Esto significa que Michelle Bachelet tendrá que aplicar a las relaciones con Perú y Bolivia un tratamiento político que no puede quedarse en la simple administración del statu quo ni limitarse al incremento de las relaciones económico-comerciales. Para diseñar una estrategia que mantenga ese difícil equilibrio, la Presidenta tendrá que liberar energías especializadas en los ámbitos de la seguridad nacional y de la diplomacia. Como ex Ministra de Defensa, tiene parte del camino recorrido.

Para los militares chilenos, la pos Guerra del Pacífico fortaleció la estrategia de la disuasión. Esa que Raymond Aron definió como “alternancia de amenazas encargadas de transmitir un mensaje y de mensajes preñados de amenazas”. Obviamente, el mensaje consistía en hacer clara la voluntad de ejercer la fuerza para conservar lo conquistado.

La misión de los diplomáticos también fue ortodoxa: consolidar jurídicamente la soberanía sobre los nuevos territorios, asegurar a los vecinos que no habría “expansionismo” posterior y restablecer las redes políticas, económicas y culturales, que garantizan la coexistencia pacífica. A mayor éxito de la diplomacia —se suponía— menos necesidad habría de disuasión.

Como siempre, la realidad fue más compleja. Dado que los objetivos de Chile pasaban por “chilenizar” los territorios conquistados, mientras neutralizaba al Perú y Bolivia ante un eventual conflicto con Argentina, el proceso diplomático fue áspero, largo y sinuoso. Los compromisos de paz y reconocimiento de los nuevos límites recién se cerraron en 1929 con el Tratado de Lima, medio siglo después del inicio de la guerra. Durante ese período —superior al de toda la guerra fría— las heridas se mantuvieron abiertas y hasta hubo síntomas de gangrena en Tacna y Bolivia.
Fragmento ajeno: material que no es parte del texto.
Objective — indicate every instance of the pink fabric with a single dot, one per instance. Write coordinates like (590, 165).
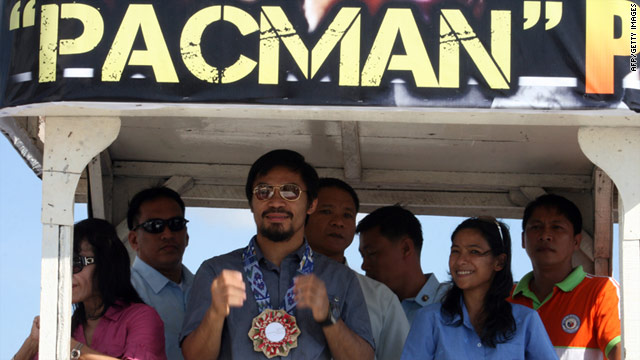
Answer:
(135, 332)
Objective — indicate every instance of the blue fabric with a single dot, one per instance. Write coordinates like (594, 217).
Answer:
(431, 337)
(432, 292)
(342, 286)
(168, 298)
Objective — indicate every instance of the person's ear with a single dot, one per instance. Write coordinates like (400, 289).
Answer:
(312, 207)
(577, 239)
(499, 265)
(407, 247)
(133, 240)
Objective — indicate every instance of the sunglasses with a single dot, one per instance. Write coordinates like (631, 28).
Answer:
(289, 192)
(79, 262)
(156, 226)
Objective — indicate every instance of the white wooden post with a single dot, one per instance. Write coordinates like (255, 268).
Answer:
(69, 144)
(616, 151)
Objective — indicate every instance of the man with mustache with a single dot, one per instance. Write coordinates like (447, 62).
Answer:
(579, 310)
(330, 231)
(390, 245)
(276, 296)
(158, 234)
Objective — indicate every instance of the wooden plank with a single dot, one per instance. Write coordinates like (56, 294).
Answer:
(230, 174)
(179, 184)
(96, 187)
(603, 218)
(352, 161)
(70, 144)
(448, 203)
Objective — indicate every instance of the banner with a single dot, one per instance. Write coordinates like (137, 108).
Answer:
(572, 54)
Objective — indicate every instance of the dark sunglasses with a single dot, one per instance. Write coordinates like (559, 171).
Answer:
(79, 262)
(156, 226)
(289, 192)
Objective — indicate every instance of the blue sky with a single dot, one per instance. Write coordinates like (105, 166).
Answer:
(212, 232)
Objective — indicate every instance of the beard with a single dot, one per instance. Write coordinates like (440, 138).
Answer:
(276, 232)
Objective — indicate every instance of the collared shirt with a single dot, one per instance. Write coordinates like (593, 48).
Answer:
(342, 288)
(168, 298)
(432, 292)
(434, 337)
(389, 324)
(581, 315)
(132, 332)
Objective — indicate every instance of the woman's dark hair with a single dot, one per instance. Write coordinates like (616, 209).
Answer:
(499, 325)
(112, 276)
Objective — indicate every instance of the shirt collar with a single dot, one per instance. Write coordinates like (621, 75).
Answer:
(466, 320)
(299, 253)
(568, 284)
(156, 280)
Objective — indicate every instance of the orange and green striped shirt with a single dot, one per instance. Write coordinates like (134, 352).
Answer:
(581, 315)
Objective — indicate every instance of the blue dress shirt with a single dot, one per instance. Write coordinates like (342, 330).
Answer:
(168, 298)
(432, 292)
(342, 287)
(432, 337)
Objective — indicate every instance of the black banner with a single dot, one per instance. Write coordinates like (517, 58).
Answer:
(432, 53)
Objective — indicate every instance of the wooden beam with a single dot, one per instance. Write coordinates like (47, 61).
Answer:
(70, 144)
(371, 178)
(603, 227)
(351, 151)
(96, 187)
(179, 184)
(451, 203)
(531, 193)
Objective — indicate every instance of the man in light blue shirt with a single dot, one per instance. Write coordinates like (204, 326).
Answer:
(390, 245)
(330, 231)
(158, 234)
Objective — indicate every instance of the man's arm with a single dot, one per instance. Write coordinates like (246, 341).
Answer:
(227, 290)
(615, 353)
(311, 293)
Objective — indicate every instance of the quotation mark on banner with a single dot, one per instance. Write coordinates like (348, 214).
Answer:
(552, 11)
(28, 15)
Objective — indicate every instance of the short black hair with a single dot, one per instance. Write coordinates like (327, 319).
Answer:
(561, 204)
(288, 159)
(337, 183)
(395, 222)
(150, 194)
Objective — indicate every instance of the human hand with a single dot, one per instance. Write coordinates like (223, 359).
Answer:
(311, 293)
(227, 290)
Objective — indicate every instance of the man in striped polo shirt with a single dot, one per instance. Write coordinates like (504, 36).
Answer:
(580, 311)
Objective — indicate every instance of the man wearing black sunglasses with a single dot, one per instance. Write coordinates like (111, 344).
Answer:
(158, 234)
(276, 296)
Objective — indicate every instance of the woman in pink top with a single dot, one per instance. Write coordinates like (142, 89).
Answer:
(109, 317)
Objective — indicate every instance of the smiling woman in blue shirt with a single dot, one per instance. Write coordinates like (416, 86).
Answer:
(474, 320)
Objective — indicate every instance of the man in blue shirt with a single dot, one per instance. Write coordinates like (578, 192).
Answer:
(390, 245)
(276, 296)
(158, 234)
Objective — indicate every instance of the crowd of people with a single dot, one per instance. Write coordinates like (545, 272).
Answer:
(288, 291)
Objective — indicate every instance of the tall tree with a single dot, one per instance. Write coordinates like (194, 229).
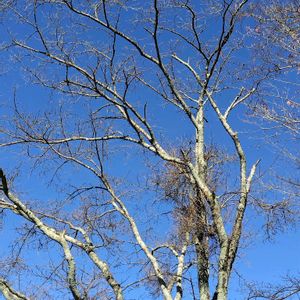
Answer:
(125, 74)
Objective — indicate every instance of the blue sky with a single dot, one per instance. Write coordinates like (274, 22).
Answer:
(261, 260)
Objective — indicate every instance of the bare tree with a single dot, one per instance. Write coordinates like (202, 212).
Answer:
(122, 71)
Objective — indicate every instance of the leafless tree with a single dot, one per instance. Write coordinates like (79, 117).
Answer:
(123, 70)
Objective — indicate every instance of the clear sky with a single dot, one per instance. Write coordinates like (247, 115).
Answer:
(260, 260)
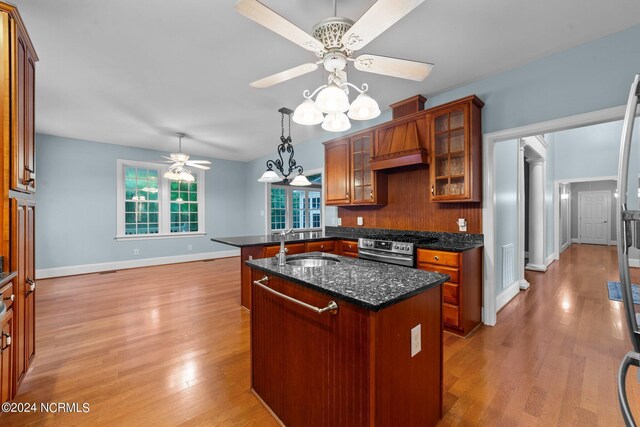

Ese cuadro potenció el rol de los militares y rutinizó el de los diplomáticos. Aquellos tuvieron buenos argumentos contra el “pacifismo ingenuo” de los civiles, en la batalla ritual por el presupuesto. Los diplomáticos, por su lado, sólo podían ayudar a mantener el statu quo mediante tareas que lucían adjetivas ante los ejercicios castrenses. Diríase que mientras la fuerza tutelaba, la relación con el Perú se administraba y las rupturas con Bolivia eran “simples” decisiones unilaterales de ese país.

Pocos formularon públicamente y de frentón, la pregunta necesaria: ¿cuán apacible, duradero y económico podía ser un statu quo edificado sobre bases tan precarias?

Pinochet al pizarrón

El test decisivo recayó sobre Augusto Pinochet. Con un poder político-militar que superaba el de cualquier gobernante anterior, el general debió aceptar que el tratado de 1904 con Bolivia era revisable, pues la alternativa era una guerra contra nuestros tres vecinos coaligados. Su “abrazo de Charaña” mostró, así, tres grietas estratégicas: seguridad nacional debilitada por la carencia de relaciones normales con Bolivia, falta de creatividad para estructurar relaciones de confianza con el Perú y reversibilidad de la estrategia de la disuasión debido al conflicto del Beagle con Argentina. Entre 1973 y 1978, fuimos nosotros los disuadidos.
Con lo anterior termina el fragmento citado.